Mais plus que les effets physiques, Nourhan dit qu’elle se sent enfin « en contrôle de mon corps à nouveau ».

– Le clou des vacances –

Intissar raconte le jour où sa grand-mère l’a emmené – avec l’approbation de ses parents, des médecins et du directeur de l’école – pour entreprendre des pratiques dangereuses.

Alors qu’il pleurait, sa grand-mère « me disait que c’était pour mon bien, que j’étais mieux comme ça », raconte-t-il à l’AFP.

Sous la garde de sa grand-mère, elle passe ses vacances d’été à récupérer.

Aujourd’hui âgé de 40 ans, la perspective de subir une chirurgie réparatrice lui offre un nouvel espoir.

Lobna Darwish, responsable du genre à l’Initiative égyptienne pour les droits de la personne, a appelé à une « campagne de prévention dans les écoles juste avant les vacances », citant des pics saisonniers de MGF au cours de la période pour permettre un temps de récupération après la procédure.

En Égypte, le pays le plus peuplé du monde arabe avec une société largement conservatrice, 86 % des femmes célibataires âgées de 15 à 49 ans ont subi des MGF, selon les derniers chiffres officiels de 2021.

Le plus souvent, elles subissent une ablation partielle ou complète du clitoris et des petites lèvres, ce qui, selon l’Organisation mondiale de la santé, peut provoquer des douleurs, des saignements, des infections, des rapports sexuels douloureux et des complications lors de l’accouchement.

Cette pratique – faussement destinée à réduire la libido et à protéger la chasteté des femmes – est illégale en Égypte depuis 2008 et est fréquemment condamnée par les autorités religieuses musulmanes et chrétiennes.

Pourtant, il reste répandu, non seulement en Égypte mais dans plusieurs autres pays africains et au-delà, traversant souvent les classes sociales.

L’Égypte célèbre une journée nationale pour l’élimination des MGF le 14 juin, et chaque année, des publicités télévisées parrainées par le gouvernement soulignent ses dangers.

Alors que les experts disent que la campagne de sensibilisation a surtout effrayé les parents de ce qu’ils disent être une procédure dangereuse effectuée par des sages-femmes présumées dans des arrière-boutiques rurales, le changement de marque a maintenu les MGF en vie.

Les parents commencent à choisir ce qui semble être l’option la plus sûre, les chiffres officiels montrant désormais que les trois quarts des procédures en Égypte sont effectuées par des médecins.

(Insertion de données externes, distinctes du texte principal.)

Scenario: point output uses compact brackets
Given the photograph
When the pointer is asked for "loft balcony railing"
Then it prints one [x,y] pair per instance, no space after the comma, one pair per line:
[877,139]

Intissar, qui a étudié la pratique, a déclaré qu’elle était promue pour sa valeur « esthétique ».

Alors que Nourhan et sa sœur de huit ans se remettaient, elle a rappelé comment les femmes de leur famille vantaient non seulement les vertus religieuses et morales des MGF, mais comment « c’était mieux et plus propre ».

En réalité, précise Intissar, les MGF visent « à déconnecter les femmes de leur corps et de leurs plaisirs ».

Découverte de soi

L’Égypte punit régulièrement les médecins et les parents pour les MGF, mais Darwish et Awwad décrivent une bataille difficile contre l’ignorance.

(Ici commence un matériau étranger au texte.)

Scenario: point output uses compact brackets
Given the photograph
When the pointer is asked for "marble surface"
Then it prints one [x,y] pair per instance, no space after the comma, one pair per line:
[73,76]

« Nous avons besoin d’une bonne éducation sexuelle dans les écoles et de sensibiliser aux lignes d’assistance spéciales » créées en 2017, a déclaré Darwish.

Awwad a noté qu ‘ »à aucun moment … les médecins n’ont appris la chirurgie reconstructive ».

Et les femmes n’ont presque pas la possibilité de connaître leur propre corps. A chaque première consultation, les chirurgiens donnent à leurs patients un miroir pour qu’ils puissent voir leurs organes génitaux – souvent pour la première fois.

Intisar était choqué et furieux.

« Jusqu’alors, je pensais qu’ils n’avaient enlevé qu’un petit morceau de peau. Mais ensuite j’ai découvert qu’ils avaient pris l’intégralité des lèvres et une partie du clitoris », raconte-t-elle, se rappelant comment c’est alors qu’elle a décidé de retrouver son agence. .

Mais cette décision prend du temps et de l’argent.

Nourhan a levé des fonds pendant un an pour pouvoir financer l’opération, qui a coûté 40 000 livres égyptiennes (environ 1 300 dollars), soit 10 fois le salaire mensuel moyen du pays.

« Les autorités doivent… proposer la chirurgie reconstructive dans les hôpitaux publics », a-t-il soutenu.

Pendant ce temps, Nourhan a remporté une autre victoire personnelle : s’unir à sa mère pour empêcher ses deux neveux de subir une MGF.